6 projects are proposed to students in Spring 2024:

P1: adaptation of Latex editor for a visually impaired student: This project aims at adapting a Latex editor to help a student with visual deficiency to check her scientific reports. She commonly uses screen readers to access course documentation, but she struggles checking her own reports when including mathematical formulas. She is very resourceful and motivated to work with a team on her challenge!

P2: video games for visually impaired players The aim of the project is to adapt video games, or more generally electronic games, for the visually impaired by adding dimensions such as touch. The challenger is 35-year-old, whose vision was reduced to less than 10% per eye a few years ago. What's more, he can't hear well out of one ear. The project has already been discussed at a hackathon.

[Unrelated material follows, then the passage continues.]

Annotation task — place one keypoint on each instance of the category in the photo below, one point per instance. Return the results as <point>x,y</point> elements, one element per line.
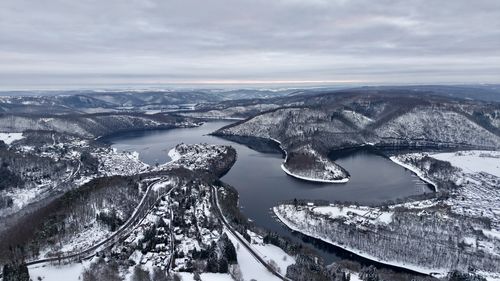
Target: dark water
<point>262,184</point>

P3: adaptation of a foosball table for children with various disabilities This project is being run in conjunction with La Cassagne Special School. It involves adapting a table football to make it more inclusive. Different children with different types of disability will have to be able to play together through different means of interaction with the players, involving the potential motorisation of the foosball table. You will be working with an occupational therapist on site and at least two children to try things out regularly.

P4: Helpie, an app to help mental impaired people to travel alone This project is proposed in collaboration with SBB. The goal is to develop an app that helps mental impaired people to travel serenely alone. SBB inclusive app team will provide support to get and provide simplified information from their app. The challenger will specify his needs to personalise the solution.

P5: adaptation of interactive games for children with various disabilities This project is being run in conjunction with La Cassagne Special School. Its aim is to create an interactive game platform enabling children with different levels of motor and cognitive disability to interact together in a recreational way. This is to be done through physical objects such as small cars, using different controls adapted to the greatest number of people. You will be working with an occupational therapist on site and at least two children to try things out regularly.

P6: adaptation of a video game controllers This project aims at adapting video game controllers to make them more inclusive. Video game controllers are indeed a challenge for anyone with a motor disability, especially when it comes to using two joysticks to combine precision and speed. The challenge is then to rethink the structure of classic joysticks, while still allowing the same functionality. You'll be working with an adult gamer with hemiplegia who's no stranger to video games, but also to challenges!